Bagi Roy Suryo dan Tifa, perkara yang mereka perjuangkan sejak awal adalah pembuktian keaslian ijazah yang mereka anggap memiliki konsekuensi publik.

Perbedaan titik pandang itulah yang membuat polemik ini terus bergerak tanpa pernah benar-benar tiba di tujuan yang sama.

Negara melihat persoalan ini sebagai perkara hukum yang berkembang dari peredaran informasi dan tuduhan di ruang publik. Sementara sebagian masyarakat masih memandangnya sebagai perkara tentang keaslian sebuah dokumen yang menjadi sumber seluruh kontroversi.

Padahal dalam perkara-perkara yang menyangkut kepercayaan publik, hukum tidak cukup hanya benar. Hukum juga harus mampu menjelaskan mengapa ia benar. Sebab sebuah perkara dapat dinyatakan selesai oleh negara melalui putusan, penghentian perkara, atau pelimpahan berkas.

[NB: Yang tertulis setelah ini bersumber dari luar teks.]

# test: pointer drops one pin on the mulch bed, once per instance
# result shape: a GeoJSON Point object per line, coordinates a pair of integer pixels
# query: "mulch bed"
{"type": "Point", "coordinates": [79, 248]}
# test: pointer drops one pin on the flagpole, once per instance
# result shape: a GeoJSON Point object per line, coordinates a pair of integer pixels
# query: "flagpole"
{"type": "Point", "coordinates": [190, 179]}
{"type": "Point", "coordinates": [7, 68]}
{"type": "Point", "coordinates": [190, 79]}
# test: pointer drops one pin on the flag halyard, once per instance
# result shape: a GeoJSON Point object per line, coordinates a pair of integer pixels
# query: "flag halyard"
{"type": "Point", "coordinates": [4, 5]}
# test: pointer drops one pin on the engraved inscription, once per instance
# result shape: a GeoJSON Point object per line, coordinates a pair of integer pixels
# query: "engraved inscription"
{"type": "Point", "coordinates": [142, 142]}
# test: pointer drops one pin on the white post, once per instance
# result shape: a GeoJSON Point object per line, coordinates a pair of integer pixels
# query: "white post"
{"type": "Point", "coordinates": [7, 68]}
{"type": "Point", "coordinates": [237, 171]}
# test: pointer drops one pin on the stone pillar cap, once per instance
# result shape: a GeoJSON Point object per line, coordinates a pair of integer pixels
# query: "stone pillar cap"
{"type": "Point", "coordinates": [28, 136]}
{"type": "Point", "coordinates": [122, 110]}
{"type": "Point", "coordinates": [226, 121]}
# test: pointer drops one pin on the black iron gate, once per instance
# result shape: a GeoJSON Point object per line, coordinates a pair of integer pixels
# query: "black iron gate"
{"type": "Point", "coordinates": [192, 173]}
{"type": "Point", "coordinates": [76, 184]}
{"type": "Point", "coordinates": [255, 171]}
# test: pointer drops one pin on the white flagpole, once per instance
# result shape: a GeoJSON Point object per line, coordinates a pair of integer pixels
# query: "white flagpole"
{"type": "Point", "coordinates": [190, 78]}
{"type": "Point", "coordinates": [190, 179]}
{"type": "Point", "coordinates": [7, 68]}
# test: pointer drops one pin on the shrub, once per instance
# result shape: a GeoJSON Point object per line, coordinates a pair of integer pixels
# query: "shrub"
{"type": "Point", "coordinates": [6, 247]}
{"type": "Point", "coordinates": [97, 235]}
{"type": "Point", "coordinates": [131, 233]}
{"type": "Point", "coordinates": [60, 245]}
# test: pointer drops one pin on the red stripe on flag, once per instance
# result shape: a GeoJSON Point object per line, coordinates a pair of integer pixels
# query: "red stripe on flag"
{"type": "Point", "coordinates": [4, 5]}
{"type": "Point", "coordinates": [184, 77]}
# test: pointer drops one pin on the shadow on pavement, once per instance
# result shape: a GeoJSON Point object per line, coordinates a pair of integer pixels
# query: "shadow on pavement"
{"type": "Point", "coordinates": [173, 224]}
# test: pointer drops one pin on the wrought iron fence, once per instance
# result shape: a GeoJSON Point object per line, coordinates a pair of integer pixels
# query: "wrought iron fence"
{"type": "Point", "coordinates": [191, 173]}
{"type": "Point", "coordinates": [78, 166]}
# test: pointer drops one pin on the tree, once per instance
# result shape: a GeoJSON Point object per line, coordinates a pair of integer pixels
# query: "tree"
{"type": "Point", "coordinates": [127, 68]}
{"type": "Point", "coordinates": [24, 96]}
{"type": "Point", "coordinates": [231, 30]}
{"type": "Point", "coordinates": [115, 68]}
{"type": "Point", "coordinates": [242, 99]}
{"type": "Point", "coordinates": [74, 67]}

Namun sebuah perkara belum tentu selesai di kepala masyarakat apabila pertanyaan yang mula-mula memicu seluruh perdebatan itu masih dianggap belum memperoleh jawaban yang memadai.

Mungkin karena itulah polemik ini tak kunjung selesai. Bukan karena kurang pasal, kurang penyidik, atau kurang sidang. Melainkan karena sebagian orang masih bertanya tentang ijazah, sementara proses hukum yang berkembang telah bergerak jauh ke wilayah fitnah, pencemaran nama baik, ujaran kebencian, dan data elektronik.

Selama kedua titik itu belum bertemu, perdebatan tampaknya akan terus berputar dari satu babak ke babak berikutnya.